Uit de cijfers blijkt dat gemeenten relatief meer geld terugvorderen uit de verstrekte leningen. Van iedere verstrekte euro kwam vroeger slechts gemiddeld 54,9 cent aan rente en aflossing terug (baten over de jaren 2007 t/m 2011 als aandeel van de lasten over de jaren 2007 t/m 2011). Van iedere verstrekte euro komt nu 90,8 cent aan rente en aflossing terug (baten over de jaren 2011 t/m 2015 als aandeel van de lasten over de jaren 2011 t/m 2015).

De invoering van de genormeerde baten lijkt daarmee een bijdrage te leveren aan de gestelde doelen: een beter kredietbeheer door gemeenten en meer selectiviteit bij het verstrekken van leningen. Door toepassing van de in artikel 1a, eerste lid, van de Regeling financiering en verantwoording IOAW, IOAZ en Bbz 2004 regeling opgenomen systematiek zou de macronorm voor het jaar 2017 op grond van de realisaties van lasten en baten over de jaren 2011 tot en met 2015 moeten worden vastgesteld op 90,8%.

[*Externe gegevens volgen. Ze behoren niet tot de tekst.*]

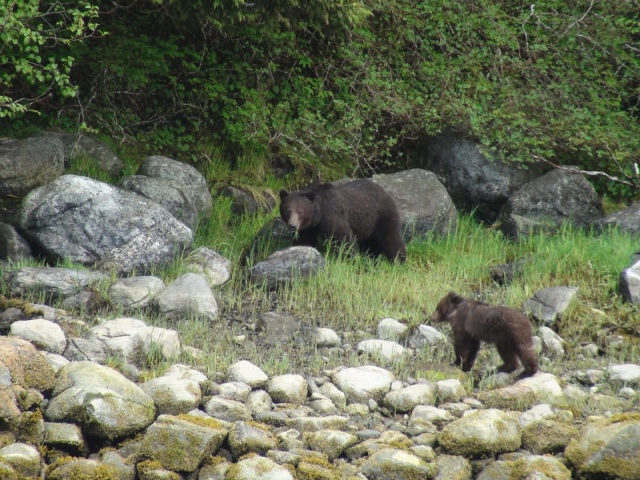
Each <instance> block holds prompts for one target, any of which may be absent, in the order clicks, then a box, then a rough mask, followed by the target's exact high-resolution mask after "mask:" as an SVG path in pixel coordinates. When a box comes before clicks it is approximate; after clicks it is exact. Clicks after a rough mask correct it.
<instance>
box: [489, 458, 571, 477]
mask: <svg viewBox="0 0 640 480" xmlns="http://www.w3.org/2000/svg"><path fill="white" fill-rule="evenodd" d="M526 478H544V479H553V480H571V471H570V470H569V469H568V468H567V467H565V466H564V465H563V464H562V462H561V461H560V460H558V459H557V458H555V457H549V456H539V455H531V456H528V457H522V458H519V459H518V460H514V461H499V462H493V463H491V464H490V465H488V466H487V467H485V468H484V469H483V470H482V472H480V474H479V475H478V476H477V477H476V480H524V479H526Z"/></svg>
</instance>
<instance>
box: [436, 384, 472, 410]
mask: <svg viewBox="0 0 640 480" xmlns="http://www.w3.org/2000/svg"><path fill="white" fill-rule="evenodd" d="M466 394H467V392H466V390H465V389H464V387H463V386H462V383H460V380H458V379H457V378H450V379H448V380H440V381H439V382H436V396H437V397H438V404H440V405H442V404H443V403H449V402H459V401H460V400H462V399H463V398H464V396H465V395H466Z"/></svg>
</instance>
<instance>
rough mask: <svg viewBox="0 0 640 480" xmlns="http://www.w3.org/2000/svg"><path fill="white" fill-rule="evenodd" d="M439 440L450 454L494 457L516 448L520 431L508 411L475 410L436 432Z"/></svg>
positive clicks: (517, 442) (441, 443)
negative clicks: (497, 455)
mask: <svg viewBox="0 0 640 480" xmlns="http://www.w3.org/2000/svg"><path fill="white" fill-rule="evenodd" d="M438 442H439V443H440V445H441V446H442V448H443V449H444V450H445V451H446V452H448V453H451V454H453V455H463V456H465V457H482V456H485V455H490V456H495V455H497V454H500V453H504V452H514V451H516V450H518V449H519V448H520V445H521V443H522V430H521V428H520V425H518V423H517V422H516V421H515V420H514V419H513V417H512V416H510V415H509V414H507V413H504V412H502V411H500V410H496V409H488V410H476V411H474V412H472V413H470V414H468V415H465V416H464V417H462V418H459V419H458V420H454V421H453V422H451V423H449V424H448V425H447V426H445V427H444V428H443V429H442V431H441V432H440V433H439V434H438Z"/></svg>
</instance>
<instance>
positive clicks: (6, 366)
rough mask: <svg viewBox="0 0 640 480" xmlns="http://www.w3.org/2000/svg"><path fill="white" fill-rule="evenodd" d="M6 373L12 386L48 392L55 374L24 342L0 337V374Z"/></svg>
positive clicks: (45, 358)
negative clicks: (34, 389)
mask: <svg viewBox="0 0 640 480" xmlns="http://www.w3.org/2000/svg"><path fill="white" fill-rule="evenodd" d="M2 371H4V372H6V373H7V374H8V375H9V376H10V379H11V383H13V384H14V385H20V386H21V387H24V388H36V389H38V390H50V389H52V388H53V385H54V377H55V372H54V370H53V367H52V366H51V364H49V362H48V361H47V359H46V358H45V357H44V356H43V355H41V354H40V353H39V352H38V351H37V350H36V348H35V347H34V346H33V345H32V344H31V343H29V342H27V341H26V340H22V339H20V338H15V337H0V372H2Z"/></svg>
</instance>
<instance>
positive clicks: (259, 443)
mask: <svg viewBox="0 0 640 480" xmlns="http://www.w3.org/2000/svg"><path fill="white" fill-rule="evenodd" d="M229 447H231V453H233V456H234V457H235V458H240V457H242V456H243V455H246V454H247V453H257V454H265V453H266V452H267V451H268V450H272V449H274V448H276V440H275V437H274V436H273V434H272V433H271V432H269V431H268V430H267V429H266V428H264V427H262V426H261V425H260V424H257V423H256V424H254V423H249V422H236V423H235V424H234V425H233V427H232V428H231V430H230V431H229Z"/></svg>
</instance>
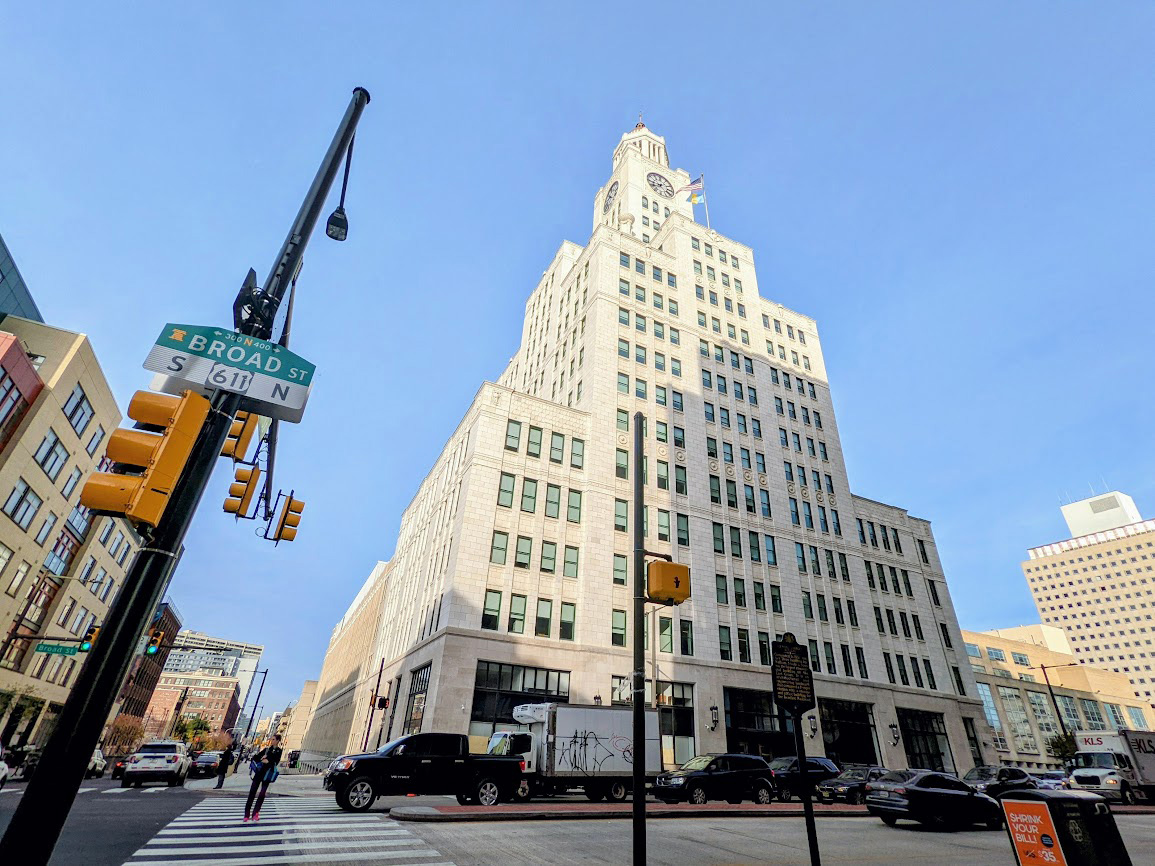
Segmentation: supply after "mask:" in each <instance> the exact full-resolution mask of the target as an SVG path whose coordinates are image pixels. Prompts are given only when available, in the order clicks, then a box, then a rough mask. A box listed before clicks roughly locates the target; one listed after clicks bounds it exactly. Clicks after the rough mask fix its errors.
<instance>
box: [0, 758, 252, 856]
mask: <svg viewBox="0 0 1155 866" xmlns="http://www.w3.org/2000/svg"><path fill="white" fill-rule="evenodd" d="M23 791H24V783H23V782H12V781H9V782H8V784H7V785H6V786H5V789H3V790H2V791H0V833H3V831H6V830H7V829H8V822H9V821H10V820H12V813H13V812H15V809H16V802H17V801H18V800H20V797H21V796H22V794H23ZM81 792H82V793H79V794H76V801H75V804H74V805H73V808H72V812H70V813H69V815H68V821H67V822H66V823H65V829H64V833H62V834H61V835H60V841H59V842H58V843H57V848H55V851H53V854H52V866H76V865H77V864H85V865H87V866H120V864H122V863H124V861H125V860H127V859H128V857H129V856H131V854H132V853H133V852H134V851H135V850H136V849H139V848H141V845H143V844H144V843H146V842H148V841H149V839H150V838H152V836H154V835H156V833H157V830H159V829H162V828H163V827H164V826H165V824H167V823H169V822H170V821H171V820H172V819H173V818H176V816H177V815H179V814H180V813H182V812H185V811H186V809H187V808H188V807H191V806H193V805H194V804H196V802H199V801H201V800H203V799H204V794H203V793H199V792H194V791H186V790H185V789H184V787H169V786H167V785H164V784H163V783H162V784H157V785H147V786H144V787H140V789H136V787H121V786H120V781H119V779H118V781H116V782H113V781H112V779H109V778H102V779H90V781H85V782H84V784H83V785H81ZM244 807H245V804H244V801H241V802H239V804H238V811H239V812H243V811H244ZM29 829H30V830H31V829H32V828H29Z"/></svg>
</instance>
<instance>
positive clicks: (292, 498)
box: [273, 495, 305, 542]
mask: <svg viewBox="0 0 1155 866" xmlns="http://www.w3.org/2000/svg"><path fill="white" fill-rule="evenodd" d="M304 510H305V503H304V502H301V501H300V500H299V499H293V498H292V495H288V497H285V503H284V505H283V506H281V514H280V515H277V528H276V531H275V532H274V533H273V540H275V542H291V540H292V539H293V538H296V537H297V524H299V523H300V513H301V512H304Z"/></svg>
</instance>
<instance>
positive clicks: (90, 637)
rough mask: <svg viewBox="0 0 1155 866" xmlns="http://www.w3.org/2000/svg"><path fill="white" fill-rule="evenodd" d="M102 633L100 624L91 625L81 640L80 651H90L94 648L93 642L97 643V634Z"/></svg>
mask: <svg viewBox="0 0 1155 866" xmlns="http://www.w3.org/2000/svg"><path fill="white" fill-rule="evenodd" d="M99 634H100V627H99V626H89V627H88V630H87V632H84V636H83V637H82V639H81V641H80V647H79V648H77V651H79V652H88V651H89V650H90V649H92V644H94V643H96V639H97V635H99Z"/></svg>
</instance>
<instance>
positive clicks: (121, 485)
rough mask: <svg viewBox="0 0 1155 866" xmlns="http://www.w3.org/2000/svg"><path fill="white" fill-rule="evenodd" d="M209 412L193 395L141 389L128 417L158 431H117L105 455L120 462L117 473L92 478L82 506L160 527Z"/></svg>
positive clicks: (137, 394) (115, 469)
mask: <svg viewBox="0 0 1155 866" xmlns="http://www.w3.org/2000/svg"><path fill="white" fill-rule="evenodd" d="M208 413H209V402H208V401H207V400H206V398H204V397H202V396H201V395H199V394H194V393H193V391H185V394H184V395H182V396H180V397H172V396H169V395H166V394H154V393H151V391H136V394H135V395H133V400H132V402H131V403H129V404H128V417H129V418H132V419H133V420H134V421H140V424H142V425H144V426H146V427H147V428H155V430H158V431H159V433H151V432H148V430H118V431H116V432H114V433H113V434H112V435H111V436H109V446H107V448H106V449H105V454H106V456H107V457H109V460H111V461H112V462H113V463H114V464H116V465H114V466H113V471H112V472H97V473H96V475H94V476H92V477H91V478H89V479H88V481H87V483H85V484H84V488H83V490H82V491H81V493H80V502H81V505H82V506H85V507H87V508H91V509H92V512H95V513H96V514H109V515H122V516H125V517H127V518H129V520H132V521H137V522H140V523H146V524H148V525H150V527H155V525H156V524H157V523H159V522H161V516H162V515H163V514H164V509H165V508H166V507H167V505H169V497H171V495H172V491H173V487H176V486H177V481H178V480H180V475H181V472H184V471H185V464H186V463H187V462H188V455H189V454H191V453H192V450H193V446H194V445H195V443H196V435H198V434H199V433H200V432H201V427H202V426H204V419H206V418H207V417H208Z"/></svg>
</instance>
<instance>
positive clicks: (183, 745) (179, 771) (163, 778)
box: [120, 740, 189, 787]
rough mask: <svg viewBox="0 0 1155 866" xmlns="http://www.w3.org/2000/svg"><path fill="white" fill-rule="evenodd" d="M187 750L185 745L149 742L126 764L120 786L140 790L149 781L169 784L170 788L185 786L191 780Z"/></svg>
mask: <svg viewBox="0 0 1155 866" xmlns="http://www.w3.org/2000/svg"><path fill="white" fill-rule="evenodd" d="M188 764H189V760H188V749H187V748H186V747H185V744H184V742H174V741H172V740H156V741H154V742H146V744H144V745H142V746H141V747H140V748H139V749H136V751H135V752H134V753H133V754H132V755H129V756H128V762H127V763H126V764H125V771H124V775H122V776H121V778H120V786H121V787H131V786H132V785H136V786H137V787H139V786H140V785H142V784H143V783H146V782H167V783H169V786H170V787H176V786H177V785H182V784H185V779H186V778H187V777H188Z"/></svg>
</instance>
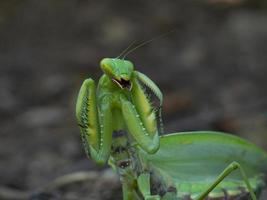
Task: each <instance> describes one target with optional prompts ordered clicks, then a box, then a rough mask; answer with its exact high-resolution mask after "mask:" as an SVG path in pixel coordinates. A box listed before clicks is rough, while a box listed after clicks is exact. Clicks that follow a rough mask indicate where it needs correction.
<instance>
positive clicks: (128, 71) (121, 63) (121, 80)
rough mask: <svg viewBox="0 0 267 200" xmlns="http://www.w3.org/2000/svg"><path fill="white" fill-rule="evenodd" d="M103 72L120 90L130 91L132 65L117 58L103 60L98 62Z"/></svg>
mask: <svg viewBox="0 0 267 200" xmlns="http://www.w3.org/2000/svg"><path fill="white" fill-rule="evenodd" d="M100 67H101V69H102V70H103V72H104V73H105V74H106V75H107V76H108V77H109V78H110V79H111V80H112V81H113V82H115V83H116V84H117V85H118V86H119V87H120V88H121V89H127V90H131V89H132V82H131V78H132V74H133V71H134V66H133V63H132V62H130V61H128V60H124V59H119V58H104V59H102V60H101V62H100Z"/></svg>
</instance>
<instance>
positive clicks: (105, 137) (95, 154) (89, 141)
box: [76, 79, 111, 164]
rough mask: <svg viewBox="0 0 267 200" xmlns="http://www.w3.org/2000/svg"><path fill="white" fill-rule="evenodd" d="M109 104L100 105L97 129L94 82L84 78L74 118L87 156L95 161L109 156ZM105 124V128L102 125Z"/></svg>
mask: <svg viewBox="0 0 267 200" xmlns="http://www.w3.org/2000/svg"><path fill="white" fill-rule="evenodd" d="M109 105H110V104H108V105H106V106H105V107H104V106H102V107H101V109H100V110H101V118H100V127H101V131H100V130H99V129H100V127H99V120H98V109H97V103H96V91H95V82H94V80H92V79H86V80H85V81H84V82H83V84H82V86H81V89H80V92H79V95H78V99H77V103H76V118H77V122H78V125H79V127H80V131H81V138H82V142H83V146H84V149H85V152H86V154H87V156H89V157H91V158H92V159H93V160H94V161H95V162H97V163H99V164H104V163H105V161H106V160H107V159H108V156H109V149H110V144H111V126H110V122H109V121H110V120H111V112H110V107H109ZM105 125H107V126H106V127H105V128H104V126H105ZM102 127H103V128H102Z"/></svg>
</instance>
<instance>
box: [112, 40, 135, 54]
mask: <svg viewBox="0 0 267 200" xmlns="http://www.w3.org/2000/svg"><path fill="white" fill-rule="evenodd" d="M134 43H136V40H134V41H133V42H131V43H130V44H129V46H128V47H126V48H125V49H124V50H123V51H122V52H121V53H120V54H119V55H118V56H117V58H120V57H121V56H123V54H125V53H126V52H127V51H128V50H129V49H130V48H131V47H132V46H133V45H134ZM124 57H125V56H124ZM124 57H123V58H124Z"/></svg>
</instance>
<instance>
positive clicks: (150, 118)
mask: <svg viewBox="0 0 267 200" xmlns="http://www.w3.org/2000/svg"><path fill="white" fill-rule="evenodd" d="M132 101H133V104H134V105H135V108H136V111H137V112H138V114H137V117H138V118H140V120H141V122H142V124H143V127H144V128H145V129H146V132H147V133H148V134H149V135H150V136H155V135H157V133H158V131H157V120H156V115H155V109H154V108H153V107H152V106H151V103H150V100H149V98H148V96H147V94H146V93H145V91H144V89H143V87H142V86H141V85H140V84H139V83H138V81H137V79H134V80H133V88H132Z"/></svg>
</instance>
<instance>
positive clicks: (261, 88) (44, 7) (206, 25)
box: [0, 0, 267, 200]
mask: <svg viewBox="0 0 267 200" xmlns="http://www.w3.org/2000/svg"><path fill="white" fill-rule="evenodd" d="M266 11H267V6H266V3H265V2H264V1H242V0H239V1H227V0H225V1H224V0H221V1H217V0H209V1H204V0H203V1H187V0H182V1H177V2H173V1H164V2H162V1H160V0H156V1H150V0H149V1H141V0H136V1H129V0H126V1H118V0H115V1H86V0H69V1H62V0H56V1H52V0H48V1H37V0H27V1H20V0H12V1H1V2H0V37H1V45H0V91H1V92H0V98H1V103H0V119H1V121H0V125H1V132H0V199H12V200H14V199H28V195H29V194H31V195H32V199H35V200H36V199H38V200H39V199H45V200H47V199H73V200H75V199H80V200H81V199H120V185H119V182H118V180H117V179H116V178H114V174H112V172H111V171H110V170H108V169H107V168H106V167H102V168H99V167H97V166H96V165H95V164H94V163H93V162H91V161H90V160H89V159H87V158H86V156H85V154H84V152H83V150H82V148H81V141H80V137H79V130H78V128H77V125H76V121H75V117H74V108H75V101H76V97H77V93H78V90H79V87H80V86H81V83H82V81H83V80H84V79H85V78H87V77H91V78H93V79H95V80H97V79H98V78H99V77H100V75H101V74H102V72H101V70H100V68H99V61H100V60H101V59H102V58H103V57H116V56H117V55H119V53H120V52H121V51H122V50H123V49H124V48H126V47H127V46H128V45H129V44H130V43H131V42H132V41H134V40H137V41H142V40H149V39H151V38H153V37H155V36H157V35H160V34H162V33H166V32H170V31H173V32H172V33H170V34H167V35H166V36H164V37H162V38H160V39H156V40H154V41H153V42H151V43H150V44H148V45H146V46H144V47H141V48H139V49H137V50H136V51H134V52H132V53H131V54H130V55H128V56H127V58H128V59H130V60H132V61H133V62H134V64H135V66H136V69H138V70H139V71H142V72H143V73H145V74H147V75H148V76H149V77H151V78H152V79H153V80H154V81H155V82H156V83H157V84H158V85H159V87H160V88H161V89H162V91H163V94H164V108H163V118H164V125H165V131H166V133H168V132H175V131H185V130H221V131H226V132H230V133H234V134H237V135H239V136H242V137H244V138H247V139H249V140H251V141H252V142H254V143H256V144H257V145H259V146H260V147H262V148H264V149H267V143H266V141H267V140H266V139H267V134H266V133H267V95H266V85H267V79H266V74H267V68H266V63H267V57H266V53H267V46H266V43H267V26H266V20H267V12H266ZM79 171H89V172H90V173H91V177H90V178H89V180H90V181H83V182H79V183H73V184H70V185H66V186H64V187H62V188H60V189H57V190H55V191H53V192H52V193H49V194H42V195H36V194H37V193H38V191H39V190H40V188H43V187H45V186H46V185H47V184H48V185H49V184H50V183H51V182H52V181H53V180H54V179H56V178H57V177H61V176H63V175H66V174H71V173H76V172H79ZM1 195H2V196H1ZM12 195H14V196H12Z"/></svg>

De VNG heeft aandacht gevraagd voor de gevolgen van deze relatief sterke verhoging van het normpercentage voor de kredietverstrekking bedrijfskapitaal Bbz. Op het ogenblik wordt nader onderzoek gedaan naar het effect van de ingevoerde normbaten en de verschillen tussen gemeenten, zodat de lasten en baten kwalitatief en kwantitatief kunnen worden geduid. De onderzoeksresultaten kunnen worden betrokken bij de vaststelling van de macronorm vanaf 2018.

Omdat er begrip is voor de zorgen van de VNG, is in afwachting van de onderzoeksresultaten besloten de macronorm voor het jaar 2017 vast te stellen op 77,0%. Dit percentage is afgerond het middelste getal tussen het percentage van 90,8% en het huidige percentage van 63,3%.